NASA considers anything that passes within 120 million miles of us as an NEO. That’s a hefty cushion. For context, the moon is 239,000 miles away from the planet. But no one wants an asteroid hitting Earth. It’s official name is Asteroid 2013 YD48. And when NASA scientists discovered it in 2013, the massive hunk of space rock was labeled a potentially hazardous object.
NASA keeps track of all sorts of things on its Asteroid Watch Dashboard. Asteroid 2013 YD48 is just the biggest thing coming towards us to kick-off 2022. Did we say Happy New Year! There’s quite a celestial traffic jam, according to the dashboard.
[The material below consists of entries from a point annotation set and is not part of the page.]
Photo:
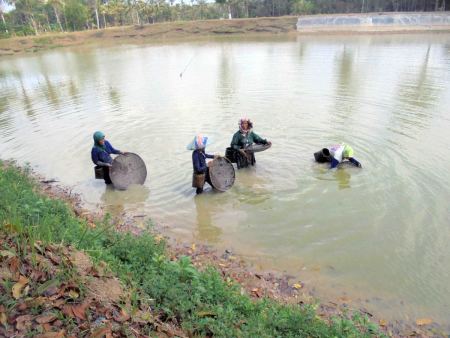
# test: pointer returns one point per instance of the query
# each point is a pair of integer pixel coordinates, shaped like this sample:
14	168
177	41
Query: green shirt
240	141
Hold Up! There’s a Celestial Traffic Jam to Kick Off 2022
There’s 2021 BA. That mass is the size of a jetliner. It’s expected to pass within 2.34 million miles of us on Jan. 18. First up is 2021 YK. It’s only 38 feet wide. That’s the size of a bus. Expect it by Jan. 2. And whew, it’s going to be a close one as it flies within 118,000 miles of us. Notice that’s not in the million mile range. There’s another bus coming at us by Jan. 6. But that rock is on track for a 4.6 million mile near miss.
And then a day later, there’s a car-sized asteroid that scientists think will get 1.08 million miles from the planet.
The NASA Asteroid Dashboard is a fun database. You can look up all the junk heading our way by clicking here.
If you’re a movie buff, or just a fan of Leonardo DiCaprio or Jennifer Lawrence, you probably are a little sensitive to potential doomsday space objects. Don’t Look Up, the Netflix movie released Dec. 21, is a satire, but it’s all about a comet coming at us. Unless the U.S. government does something, the comet will kill our planet. So of course the movie is all about social media, the real media, an incompetent attention-seeking president and a greedy billionaire. What could go wrong when civilization is on the line? Spoiler alert: everything.
Now, that movie is about a wayward comet. In reality, this story is about an asteroid. What’s the difference? Maybe just semantics. An asteroid is made up of metals and other rocky material. Comets pack some ice and dust with those rocks. On impact, who cares. It’s all bad.
NASA has a plan if an asteroid gets close. No one wants a repeat of 66 million years ago, when we lost the dinosaurs. So fret not, we got this.